Regarding the impact of the disease on patients’ professional lives (which affects 26% of patients in our study), it appears to be noticeably higher than what had been reported in one previous study (15%) [34]. This emphasises the importance of disease burden in mastocytosis patients. In our cohort, this impact was associated with psycho-cognitive impairment, gastro-intestinal, cardiovascular, and urinary symptoms, and fatigue.
The patient's perception of disability was assessed in a cohort of 62 patients with a confirmed mastocytosis diagnosis. Perceived handicap was noted in 87% of patients and was scored as moderate to severe in 52% of patients. In the same study, psychological, sexual, cognitive and neurological symptoms were found to be key contributors to disability in mastocytosis [6].

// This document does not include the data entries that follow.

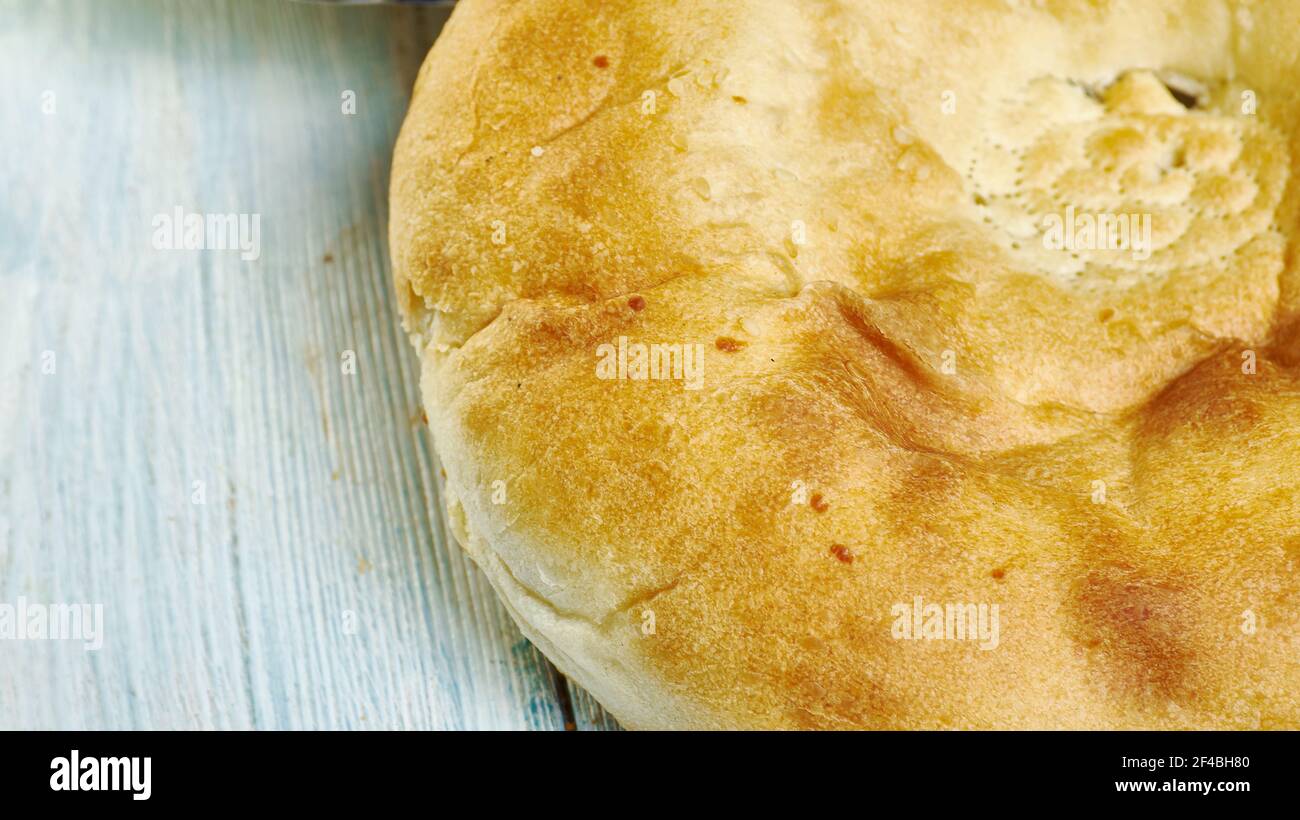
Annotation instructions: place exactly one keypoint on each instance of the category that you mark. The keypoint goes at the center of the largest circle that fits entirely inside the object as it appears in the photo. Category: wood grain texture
(315, 585)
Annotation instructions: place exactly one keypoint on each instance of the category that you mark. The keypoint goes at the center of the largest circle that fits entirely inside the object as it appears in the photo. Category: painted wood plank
(261, 528)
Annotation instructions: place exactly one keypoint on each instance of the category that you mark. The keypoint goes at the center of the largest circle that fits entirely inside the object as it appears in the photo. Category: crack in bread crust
(846, 205)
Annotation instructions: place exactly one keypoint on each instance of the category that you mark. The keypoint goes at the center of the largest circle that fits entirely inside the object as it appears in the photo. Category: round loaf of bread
(871, 364)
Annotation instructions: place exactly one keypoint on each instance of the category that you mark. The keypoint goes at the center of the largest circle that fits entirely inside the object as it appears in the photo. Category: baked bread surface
(905, 397)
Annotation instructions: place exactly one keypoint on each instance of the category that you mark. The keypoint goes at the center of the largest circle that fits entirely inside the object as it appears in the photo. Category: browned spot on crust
(1142, 627)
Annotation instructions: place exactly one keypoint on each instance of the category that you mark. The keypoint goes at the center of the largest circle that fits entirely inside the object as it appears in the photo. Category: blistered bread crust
(904, 391)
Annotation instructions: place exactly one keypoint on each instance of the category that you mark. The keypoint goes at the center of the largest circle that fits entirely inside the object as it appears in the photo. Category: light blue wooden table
(178, 438)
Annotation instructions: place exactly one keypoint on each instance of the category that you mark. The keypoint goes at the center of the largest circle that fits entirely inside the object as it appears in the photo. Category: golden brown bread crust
(905, 394)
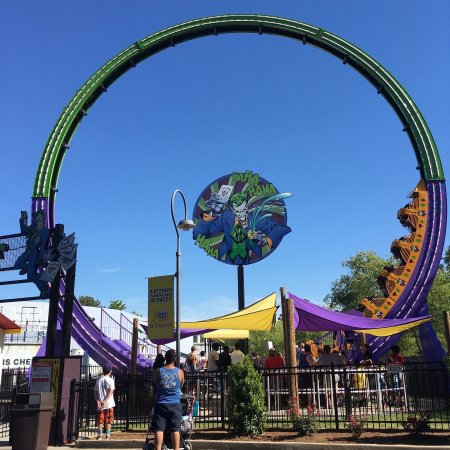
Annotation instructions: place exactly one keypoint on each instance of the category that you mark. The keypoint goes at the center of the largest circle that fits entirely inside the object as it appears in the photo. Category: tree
(360, 282)
(349, 289)
(117, 304)
(85, 300)
(245, 400)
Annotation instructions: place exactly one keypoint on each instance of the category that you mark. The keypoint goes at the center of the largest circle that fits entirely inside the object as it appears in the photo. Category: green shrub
(417, 423)
(246, 406)
(303, 424)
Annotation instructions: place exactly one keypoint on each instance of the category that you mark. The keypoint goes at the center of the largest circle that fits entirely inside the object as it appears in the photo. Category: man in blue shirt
(168, 381)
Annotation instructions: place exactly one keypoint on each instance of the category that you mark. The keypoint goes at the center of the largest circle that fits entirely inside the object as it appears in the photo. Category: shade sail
(8, 326)
(311, 317)
(227, 334)
(259, 316)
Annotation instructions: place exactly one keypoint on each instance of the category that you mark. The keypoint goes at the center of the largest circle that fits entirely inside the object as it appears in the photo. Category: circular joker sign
(240, 218)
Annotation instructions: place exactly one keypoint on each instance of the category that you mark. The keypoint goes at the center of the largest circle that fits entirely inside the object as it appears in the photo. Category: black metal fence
(384, 395)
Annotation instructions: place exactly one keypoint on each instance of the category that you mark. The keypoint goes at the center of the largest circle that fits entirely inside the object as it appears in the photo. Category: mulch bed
(323, 436)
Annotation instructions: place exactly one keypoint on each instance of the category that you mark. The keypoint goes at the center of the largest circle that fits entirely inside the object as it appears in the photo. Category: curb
(200, 444)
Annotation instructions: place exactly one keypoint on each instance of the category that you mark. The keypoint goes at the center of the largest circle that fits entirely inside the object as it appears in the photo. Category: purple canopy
(311, 317)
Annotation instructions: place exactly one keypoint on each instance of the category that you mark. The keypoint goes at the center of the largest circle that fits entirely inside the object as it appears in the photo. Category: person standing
(202, 361)
(168, 381)
(213, 358)
(225, 358)
(104, 396)
(191, 359)
(236, 355)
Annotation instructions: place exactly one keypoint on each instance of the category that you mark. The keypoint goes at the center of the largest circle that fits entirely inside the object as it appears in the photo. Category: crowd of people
(220, 358)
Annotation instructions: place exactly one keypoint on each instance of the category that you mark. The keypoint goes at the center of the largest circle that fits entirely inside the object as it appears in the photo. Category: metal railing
(384, 395)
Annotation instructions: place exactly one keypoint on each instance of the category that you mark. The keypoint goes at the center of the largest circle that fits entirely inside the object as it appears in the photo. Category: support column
(446, 317)
(287, 306)
(58, 233)
(134, 345)
(241, 303)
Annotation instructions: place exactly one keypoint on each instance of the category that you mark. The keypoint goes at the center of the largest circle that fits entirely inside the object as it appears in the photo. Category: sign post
(160, 307)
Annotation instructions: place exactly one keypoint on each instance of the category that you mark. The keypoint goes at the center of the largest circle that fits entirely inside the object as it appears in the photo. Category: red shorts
(106, 416)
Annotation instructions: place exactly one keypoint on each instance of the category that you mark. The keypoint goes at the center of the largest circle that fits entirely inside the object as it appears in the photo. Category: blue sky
(181, 119)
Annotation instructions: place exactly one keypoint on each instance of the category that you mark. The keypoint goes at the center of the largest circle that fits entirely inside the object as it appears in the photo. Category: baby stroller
(187, 427)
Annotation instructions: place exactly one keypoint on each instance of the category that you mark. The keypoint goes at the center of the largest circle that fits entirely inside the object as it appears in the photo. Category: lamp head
(186, 225)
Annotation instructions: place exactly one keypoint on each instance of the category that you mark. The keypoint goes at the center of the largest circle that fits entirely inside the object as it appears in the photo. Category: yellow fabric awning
(388, 331)
(259, 316)
(227, 334)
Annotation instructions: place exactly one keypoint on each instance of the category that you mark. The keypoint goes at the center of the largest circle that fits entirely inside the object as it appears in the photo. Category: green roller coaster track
(414, 124)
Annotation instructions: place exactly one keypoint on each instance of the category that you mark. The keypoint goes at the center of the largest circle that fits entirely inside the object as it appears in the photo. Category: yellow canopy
(259, 316)
(388, 331)
(227, 334)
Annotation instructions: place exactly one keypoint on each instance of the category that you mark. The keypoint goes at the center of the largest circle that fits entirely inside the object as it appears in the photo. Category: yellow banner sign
(160, 307)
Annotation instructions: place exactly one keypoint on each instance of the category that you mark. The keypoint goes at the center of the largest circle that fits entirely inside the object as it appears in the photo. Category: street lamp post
(185, 225)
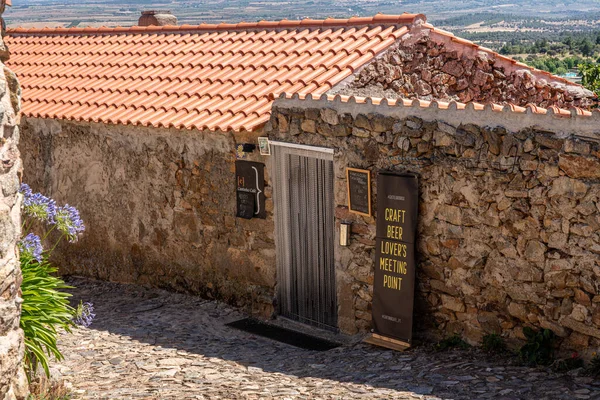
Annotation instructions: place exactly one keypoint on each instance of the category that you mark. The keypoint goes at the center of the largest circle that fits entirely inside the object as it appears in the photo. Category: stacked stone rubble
(508, 222)
(13, 384)
(429, 69)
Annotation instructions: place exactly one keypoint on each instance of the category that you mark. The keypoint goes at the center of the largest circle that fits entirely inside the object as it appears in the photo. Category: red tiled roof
(446, 105)
(217, 77)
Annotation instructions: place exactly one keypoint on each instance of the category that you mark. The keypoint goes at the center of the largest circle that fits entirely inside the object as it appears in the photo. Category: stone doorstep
(342, 339)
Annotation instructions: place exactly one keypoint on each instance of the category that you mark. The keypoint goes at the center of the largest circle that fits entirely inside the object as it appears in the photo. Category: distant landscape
(551, 35)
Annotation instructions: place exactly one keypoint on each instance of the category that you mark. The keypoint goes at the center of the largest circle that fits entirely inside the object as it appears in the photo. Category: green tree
(590, 77)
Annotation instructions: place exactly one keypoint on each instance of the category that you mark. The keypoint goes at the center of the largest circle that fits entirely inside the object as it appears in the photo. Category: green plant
(451, 342)
(493, 343)
(539, 349)
(45, 309)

Our study is the first, to our knowledge, to simultaneously evaluate the neurological, cognitive, and emotional impacts of mastocytosis, which highlights the high degree of patient distress. There is an urgent need for physicians to recognise and treat neuro-psychiatric and cognitive symptoms associated with mastocytosis and to better understand the impact of such symptoms on the lives of their patients.
Our study has some limitations which are essentially due to its retrospective and monocentric nature. The available clinical data also did not allow us to assess the different headache subtypes. To assess depression, we used a validated measure and not a structured diagnostic interview which is generally considered the gold standard to detect depression.
We also only assessed subjective cognitive impairment and did not use objective instruments to evaluate this type of impairment in our mastocytosis patients.